The new findings are based on previous research by the UCSD group and others, that showed cylE controls the production of hemolysin, as well as the orange pigmentation of the gene. Removal of this gene created a mutant strain of GBS that lacked the hemolysin toxin and was plain white in color. When tested in animal models, the mutant GBS strain was unable to produce serious infections. In the current study, the scientists showed that the mutant GBS strain was rapidly cleared from the bloodstream of experimental animals and more easily killed by purified human and mouse white blood cells.

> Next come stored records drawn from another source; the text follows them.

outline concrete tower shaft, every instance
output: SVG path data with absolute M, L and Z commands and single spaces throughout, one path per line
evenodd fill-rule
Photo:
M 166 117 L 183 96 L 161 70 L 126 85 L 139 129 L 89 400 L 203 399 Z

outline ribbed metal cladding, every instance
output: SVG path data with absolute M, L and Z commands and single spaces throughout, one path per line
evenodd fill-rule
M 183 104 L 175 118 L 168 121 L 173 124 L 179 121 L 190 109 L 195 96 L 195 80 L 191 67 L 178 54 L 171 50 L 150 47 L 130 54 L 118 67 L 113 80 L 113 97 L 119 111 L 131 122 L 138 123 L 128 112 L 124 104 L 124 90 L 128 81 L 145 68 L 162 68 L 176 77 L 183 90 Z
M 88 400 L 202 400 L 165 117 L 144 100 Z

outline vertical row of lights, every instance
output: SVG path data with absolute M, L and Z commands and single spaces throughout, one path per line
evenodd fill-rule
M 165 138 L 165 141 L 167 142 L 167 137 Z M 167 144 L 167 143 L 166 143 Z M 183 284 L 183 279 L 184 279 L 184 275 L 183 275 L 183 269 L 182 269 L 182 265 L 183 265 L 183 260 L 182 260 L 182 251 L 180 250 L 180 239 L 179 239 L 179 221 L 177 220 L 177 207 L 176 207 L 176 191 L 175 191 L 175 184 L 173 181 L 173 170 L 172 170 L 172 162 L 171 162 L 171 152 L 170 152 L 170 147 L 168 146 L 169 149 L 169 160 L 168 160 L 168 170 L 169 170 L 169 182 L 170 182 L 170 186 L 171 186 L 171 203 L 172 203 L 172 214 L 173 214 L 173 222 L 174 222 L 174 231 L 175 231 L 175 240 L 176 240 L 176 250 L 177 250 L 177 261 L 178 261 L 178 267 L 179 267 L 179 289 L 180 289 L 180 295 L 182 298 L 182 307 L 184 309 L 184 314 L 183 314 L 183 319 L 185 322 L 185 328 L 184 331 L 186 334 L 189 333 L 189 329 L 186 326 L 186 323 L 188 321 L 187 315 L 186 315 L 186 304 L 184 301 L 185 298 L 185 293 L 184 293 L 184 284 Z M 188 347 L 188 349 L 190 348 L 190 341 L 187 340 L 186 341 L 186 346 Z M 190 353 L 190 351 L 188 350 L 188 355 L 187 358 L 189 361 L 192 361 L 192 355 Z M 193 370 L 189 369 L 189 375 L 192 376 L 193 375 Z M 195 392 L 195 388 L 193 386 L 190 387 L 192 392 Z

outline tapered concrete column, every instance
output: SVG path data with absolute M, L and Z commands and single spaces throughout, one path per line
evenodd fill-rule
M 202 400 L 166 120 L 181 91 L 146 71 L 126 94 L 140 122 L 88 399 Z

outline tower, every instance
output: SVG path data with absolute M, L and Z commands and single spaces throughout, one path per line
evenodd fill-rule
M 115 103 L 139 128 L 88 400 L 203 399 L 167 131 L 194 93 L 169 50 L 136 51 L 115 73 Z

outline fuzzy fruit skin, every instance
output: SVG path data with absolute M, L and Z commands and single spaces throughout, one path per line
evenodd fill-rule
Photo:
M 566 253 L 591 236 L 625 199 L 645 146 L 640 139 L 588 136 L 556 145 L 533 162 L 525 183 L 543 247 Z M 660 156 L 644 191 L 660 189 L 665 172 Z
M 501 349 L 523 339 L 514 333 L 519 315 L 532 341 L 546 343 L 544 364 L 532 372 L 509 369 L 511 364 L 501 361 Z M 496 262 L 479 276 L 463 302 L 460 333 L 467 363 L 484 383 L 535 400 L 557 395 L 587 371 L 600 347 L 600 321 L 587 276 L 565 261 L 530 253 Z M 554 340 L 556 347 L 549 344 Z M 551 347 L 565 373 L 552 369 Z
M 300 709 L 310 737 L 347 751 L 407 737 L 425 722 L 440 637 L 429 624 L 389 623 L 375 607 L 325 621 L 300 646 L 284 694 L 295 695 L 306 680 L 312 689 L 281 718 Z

The hemolysin toxin was the “sword” that poked holes throughout white blood cells, such that in many cases the GBS actually killed the immune cell before it could kill the bacteria. However, even when hemolysin production was inhibited, the GBS continued to survive the white blood cell attack. In additional experiments, the orange pigment was found to be the “shield” that protected the bacteria. Combined, the toxin and orange pigmentation made GBS a potent warrior against white blood cell defenses and consequently a much more lethal pathogen.
“Recognizing the importance of these two properties for GBS infection suggests that novel drug treatments or vaccines that block the hemolysin or disrupt pigment production may be quite effective. Essentially, such therapies could make the GBS bacteria susceptible to elimination by the normal immune system of the newborn infant," Nizet said.
Additional authors who contributed to the published study were Kelly Doran, UCSD assistant adjunct professor of pediatrics, Toby Lawrence, Ph.D., postgraduate researcher, UCSD Department of Pharmacology, Nicole Turkson, M.S., graduate student, Scripps Institute of Oceanography, and Manuela Puliti, Ph.D. and Luciana Tissi, Ph.D. from the University of Perugia, Italy.
This work was supported by the National Institutes of Health and a Howard Hughes Medical Institute Fellowship to Liu, a Burroughs-Wellcome Career Award to Doran, and an Edward J. Mallinckrodt, Jr. Scholar Award to Nizet.